Nine-year-old Sohana Jawed was snatched off the street, drugged, outfitted in a suicide vest and told to go kill Pakistani policemen.

The third grader refused to cooperate, throwing off the vest as she ran toward police screaming for help, according to Australia’s Sydney Morning Herald newspaper.

Dressed in her blue school uniform and a white headscarf, Sohana told police in Pakistan’s city of Peshawar that she was abducted by two women and two men as she walked to school. The kidnappers threw her into their car and drugged her.  When she woke up and started crying, one of the women gave her cookies laced with something that again knocked her out. The next time she woke up, she found herself in a strange home.

The next morning, “the women and men forced me to put on the heavy jacket and put me in the car again,” she told police. The jacket was a suicide vest containing nearly 20 pounds of explosives and seemed to be designed to be set off remotely, police spokesman Salim Marwat told reporters.

Her captors drove her to the Islam Darra checkpoint on the outskirts of Taimargara, the largest town in the Lower Dir district near the Afghan border, where Pakistan fought to put down a Taliban insurgency in 2009.

”They put one suicide vest on me, but it did not fit. Then they put on another one,” Sohana told a news conference, according to Investors’ Business News. She escaped from the car as they tried to fit the second vest.

”I got the chance to release my hand from the woman and run. I threw away the vest and started shouting as I came close to the checkpoint.”’

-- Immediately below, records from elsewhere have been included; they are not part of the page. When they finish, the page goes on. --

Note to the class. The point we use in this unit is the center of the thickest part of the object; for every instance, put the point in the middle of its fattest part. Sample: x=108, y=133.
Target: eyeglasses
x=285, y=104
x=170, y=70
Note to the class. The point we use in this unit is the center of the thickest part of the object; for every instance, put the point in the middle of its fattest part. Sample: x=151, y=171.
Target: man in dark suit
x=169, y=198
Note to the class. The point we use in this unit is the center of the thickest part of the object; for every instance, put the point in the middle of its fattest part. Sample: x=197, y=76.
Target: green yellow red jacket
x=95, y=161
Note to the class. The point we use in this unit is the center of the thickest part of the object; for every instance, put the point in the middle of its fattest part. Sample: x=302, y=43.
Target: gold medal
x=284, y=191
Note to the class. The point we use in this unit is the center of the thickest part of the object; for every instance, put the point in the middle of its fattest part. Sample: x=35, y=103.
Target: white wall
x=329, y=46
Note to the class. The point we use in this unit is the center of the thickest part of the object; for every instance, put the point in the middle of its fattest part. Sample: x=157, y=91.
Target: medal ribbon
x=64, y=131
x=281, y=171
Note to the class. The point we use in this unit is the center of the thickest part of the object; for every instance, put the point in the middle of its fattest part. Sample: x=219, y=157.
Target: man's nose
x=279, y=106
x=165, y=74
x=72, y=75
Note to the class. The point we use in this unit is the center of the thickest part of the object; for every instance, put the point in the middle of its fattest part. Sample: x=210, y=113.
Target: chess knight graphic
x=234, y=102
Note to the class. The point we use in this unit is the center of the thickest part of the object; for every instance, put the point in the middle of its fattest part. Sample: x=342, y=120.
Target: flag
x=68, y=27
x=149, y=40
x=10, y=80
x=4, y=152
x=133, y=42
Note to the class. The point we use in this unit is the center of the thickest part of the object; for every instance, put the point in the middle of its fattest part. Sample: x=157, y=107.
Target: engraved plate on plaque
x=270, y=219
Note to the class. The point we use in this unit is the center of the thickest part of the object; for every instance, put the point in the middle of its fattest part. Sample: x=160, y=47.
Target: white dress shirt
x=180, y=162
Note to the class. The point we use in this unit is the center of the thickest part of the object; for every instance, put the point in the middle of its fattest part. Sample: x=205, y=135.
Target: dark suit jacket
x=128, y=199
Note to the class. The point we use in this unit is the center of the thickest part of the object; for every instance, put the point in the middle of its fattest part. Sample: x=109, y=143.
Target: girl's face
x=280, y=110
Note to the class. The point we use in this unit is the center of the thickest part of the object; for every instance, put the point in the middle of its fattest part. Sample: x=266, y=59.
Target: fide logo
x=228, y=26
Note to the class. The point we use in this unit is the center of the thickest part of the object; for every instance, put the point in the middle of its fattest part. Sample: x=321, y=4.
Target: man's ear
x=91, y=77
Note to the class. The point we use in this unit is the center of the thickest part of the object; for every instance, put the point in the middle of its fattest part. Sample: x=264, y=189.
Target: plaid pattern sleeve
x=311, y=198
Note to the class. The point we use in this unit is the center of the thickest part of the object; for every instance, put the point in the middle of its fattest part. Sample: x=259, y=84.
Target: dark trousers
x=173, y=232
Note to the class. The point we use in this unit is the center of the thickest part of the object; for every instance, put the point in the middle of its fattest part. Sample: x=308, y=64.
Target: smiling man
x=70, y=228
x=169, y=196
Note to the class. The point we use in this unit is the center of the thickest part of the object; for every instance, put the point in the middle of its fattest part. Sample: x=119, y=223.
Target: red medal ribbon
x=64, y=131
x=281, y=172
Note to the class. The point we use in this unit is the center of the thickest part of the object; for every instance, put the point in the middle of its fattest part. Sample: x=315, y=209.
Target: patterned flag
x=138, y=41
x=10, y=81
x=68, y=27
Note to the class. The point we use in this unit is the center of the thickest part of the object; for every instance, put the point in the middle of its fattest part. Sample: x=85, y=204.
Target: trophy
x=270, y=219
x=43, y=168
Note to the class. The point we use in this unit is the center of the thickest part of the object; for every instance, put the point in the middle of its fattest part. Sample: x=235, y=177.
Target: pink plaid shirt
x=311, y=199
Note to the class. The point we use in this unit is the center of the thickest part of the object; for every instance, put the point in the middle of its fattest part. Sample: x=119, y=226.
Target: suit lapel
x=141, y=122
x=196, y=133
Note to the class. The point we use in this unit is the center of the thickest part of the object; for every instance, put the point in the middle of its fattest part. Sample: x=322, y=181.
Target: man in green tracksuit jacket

Her kidnappers had told her to push the button, detonating the vest “when I reached the policemen,” she told Ben Doherty of the Herald’s morning staff.

Marwat said police had located the girl’s family ”somewhere in Peshawar,” but did not give specifics for fear of reprisal attacks against the family. Sohana would be reunited with her parents and brother in the evening, he said.

”She was upset because the kidnappers told her she would have to be a suicide bomber,” he said. “but now she is 100 per cent well, she is writing her name and she is OK to go home to her family.”

By the time police at the checkpoint realized what was happening, the kidnappers had escaped, said Marwat.

Police have launched a search operation to find them, he said.